A day after Sheikh Hasina was ousted as the Prime Minister of Bangladesh, Indian companies operating in the country were scrambling to make some sense of how the regime change would impact their business in the months ahead.
Two of India’s largest business chambers, CII and Ficci, preferred to maintain a studied silence on Tuesday. They have opted to adopt a “wait and watch” mode as they try to come to grips with the many moving parts of the equation.
However, individual companies and some of the trade bodies have started to voice their concerns about the unfolding events.
The Adani Group, one of India’s largest conglomerates, has one of the widest footprints in Bangladesh, primarily through their power and foods businesses.
Several FMCG companies such as Marico, Emami, and Dabur have manufacturing units and distribution networks in the country.
Adani Power Ltd, which has set up a 1,600 mega watt thermal power plant at Godda in Jharkhand, supplies electricity to Bangladesh through a cross-country transmission line set up by Adani Energy Solutions Ltd.
Even though APL continues to supply power, the company has several months of payments pending from the Bangladesh Power Development Board (BPDB).
“Adani Power has a PPA (power purchase agreement) with Bangladesh power distribution utility, BPDB to meet their power requirements. In the normal course of business, BPDB is scheduling the power supply to meet their demand. As per that schedule, Adani Power continues to supply power to the Bangladesh power utility without any disruption. Going forward too, we will remain guided by BPDB’s schedule and as per the provisions of PPA between two utilities,” an Adani Power spokesperson said.
Adani Wilmar also has a strong presence in Bangladesh and owns the country’s top edible oil brand. The company declined to comment on the impact that the political turmoil will have on its operations. Bangladesh Edible Oil Ltd, a 100 per cent subsidiary of Adani Wilmar, posted a revenue of ₹2084 crore and loss of ₹111 crore in FY24.
FMCG player Marico saw its stock plunging by 6.5 per cent on bourses as investors turned cautious about its exposure. Saugata Gupta, MD and CEO of Marico, told analysts at an earnings call that the company remained watchful of the developments in Bangladesh even as it started to reduce the scale of its operations in the country. Bangladesh contributes about 12 per cent revenue and 20 per cent of its EBIDTA (earnings before interest, depreciation, tax and amortization).
Abneesh Roy of Nuvama Institutional Equities said Emami’s Bangladesh business was a “disaster” for the company in July as it battled currency depreciation and other macroeconomic issues. The country contributes 4 per cent of Calcutta-based Emami’s revenues and profits.
Trade woes
Bangladesh is India’s biggest trade partner in South Asia, while India is the second biggest trade partner of the neighbouring country in Asia. However, it accounted for only 2.53 per cent of India’s exports and experts believe the turmoil would not have any meaningful impact on India’s overall exports this fiscal.

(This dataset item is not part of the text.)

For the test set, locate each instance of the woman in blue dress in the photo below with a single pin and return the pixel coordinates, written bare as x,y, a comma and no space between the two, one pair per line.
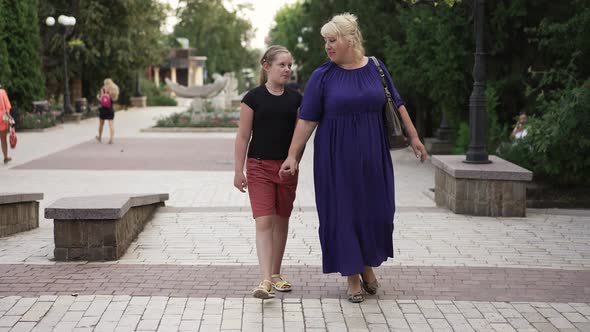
353,173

While the overall impact from a country perspective may not be significant, industry segments appear worried about the prospects.
“The political developments in Bangladesh are a significant concern for Indian engineering exporters. As one of the top destinations for Indian engineering products and our largest trading partner in South Asia, stability in Bangladesh is crucial for maintaining and expanding trade relations,” said Arun Garodia, chairman of Engineering Exports Promotion Council.